Maia: A great age. As a high schooler, I remember asking myself, before I realized that you could be non-binary, “Am I a lesbian? Am I a gay guy trapped in a girl’s body? Am I bisexual?” And I partly picked bi because it didn’t say anything about the gender that I was, and I really liked that there was this term that talked about attraction, but it doesn’t talk about who you are as the person experiencing attraction, you know what I mean?

Like ‘lesbian’ seemed to at the time suggest to me that it meant that I was also female, although I now know a lot of non-binary lesbians. That word is being updated, so that’s exciting to me, but I remember thinking “I know I’m queer, but I don’t know more specific than that.” And I also feel like I went on this journey of “I know I’m queer but am I this? Am I this? Am I this?” trying to find a more specific label. Now, as an adult, I have sort of swung back the other way, and I don’t feel like I need a more specific label, and I can also just say that I’m queer, and that that’s enough. Part of what I like about that is it does encompass a wide spectrum of things, and also it basically just tells you I’m not straight, and I’m not cis, and beyond that, “Let’s have a conversation.” I’m not going to pick one word again, because identity is so fluid, and so many people -- everyone actually -- hopefully changes over the course of their lives. If you stop changing, then you are stagnant.
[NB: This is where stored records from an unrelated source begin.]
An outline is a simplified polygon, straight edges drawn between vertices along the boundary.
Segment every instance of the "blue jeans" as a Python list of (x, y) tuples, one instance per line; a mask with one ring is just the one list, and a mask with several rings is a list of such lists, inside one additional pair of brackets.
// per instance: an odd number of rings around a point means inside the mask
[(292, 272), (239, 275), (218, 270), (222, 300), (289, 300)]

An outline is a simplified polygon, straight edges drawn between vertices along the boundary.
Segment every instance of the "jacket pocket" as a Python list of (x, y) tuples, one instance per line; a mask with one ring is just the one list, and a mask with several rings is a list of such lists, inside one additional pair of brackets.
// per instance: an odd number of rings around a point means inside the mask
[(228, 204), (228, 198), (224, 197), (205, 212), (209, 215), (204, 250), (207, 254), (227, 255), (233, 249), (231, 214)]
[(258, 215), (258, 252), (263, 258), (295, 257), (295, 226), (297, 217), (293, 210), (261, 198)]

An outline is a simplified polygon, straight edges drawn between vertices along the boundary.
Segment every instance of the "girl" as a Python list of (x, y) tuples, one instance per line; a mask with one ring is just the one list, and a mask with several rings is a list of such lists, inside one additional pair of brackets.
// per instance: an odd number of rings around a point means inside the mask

I like the words that include space for growth, and space for change.

Kathleen: And that even if you have a label, it’s okay to change the label, and the label doesn’t determine your behavior…

Maia: And the label should serve you, not box you in.
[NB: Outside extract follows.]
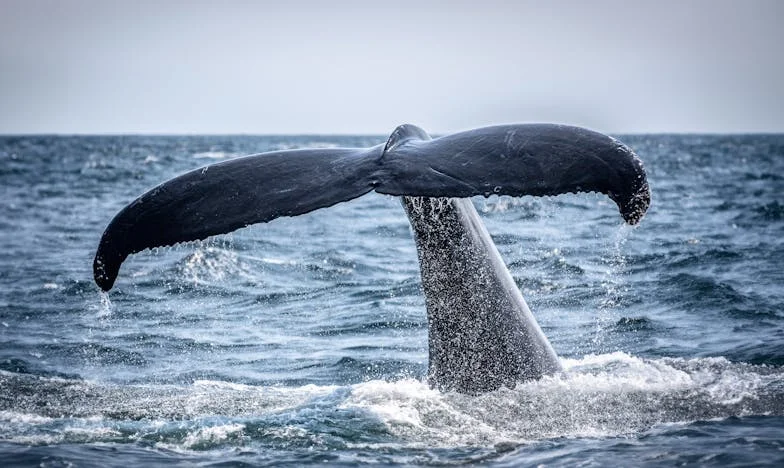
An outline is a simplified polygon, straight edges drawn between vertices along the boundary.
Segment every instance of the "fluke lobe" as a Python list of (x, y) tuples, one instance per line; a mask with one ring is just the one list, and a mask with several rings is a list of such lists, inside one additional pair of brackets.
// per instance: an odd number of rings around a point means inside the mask
[(103, 233), (95, 282), (108, 291), (142, 250), (297, 216), (370, 191), (402, 197), (428, 312), (430, 384), (479, 393), (560, 369), (473, 204), (474, 195), (608, 195), (629, 224), (650, 204), (641, 161), (579, 127), (485, 127), (431, 139), (401, 125), (386, 144), (262, 153), (205, 166), (153, 188)]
Kathleen: “They’re tools, not tests,” as Ace Dad Advice says.

Maia: Love that! Yeah.

Kathleen: Okay, you talk in the book about fandom and the intersections of fiction and fandom with discovering queer identities. I noticed in the book you have some titles on spine labels– I read the Last Herald Mage trilogy when I was like fifth or sixth grade and then Ranma ½ when I was in college. Do you want to talk about fandom and ‘ships?

Maia: I would love to talk about fandom and ‘ships, absolutely. I’m a fan of so many things, and one of them is books and reading. I think the Last Herald Mage series, which is written by Mercedes Lackey, was also one that I read quite early. I was in maybe eighth grade, and it has a main character who is gay. I loved those books as a teenager, but I tried to re-read them in my twenties, and I found them almost impossible to get through. They did not age well. They are so angsty! And the writing seemed quite overwrought, but that being said, I loved them, so… if you’re a teenager and/or you’re just in the mood and you want something that’s wallowing in those feelings, maybe it’s perfect for you, even if I’ve maybe somewhat kind of moved on from them. That wouldn’t be the first queer story that I would recommend today, but that’s what we had at the time.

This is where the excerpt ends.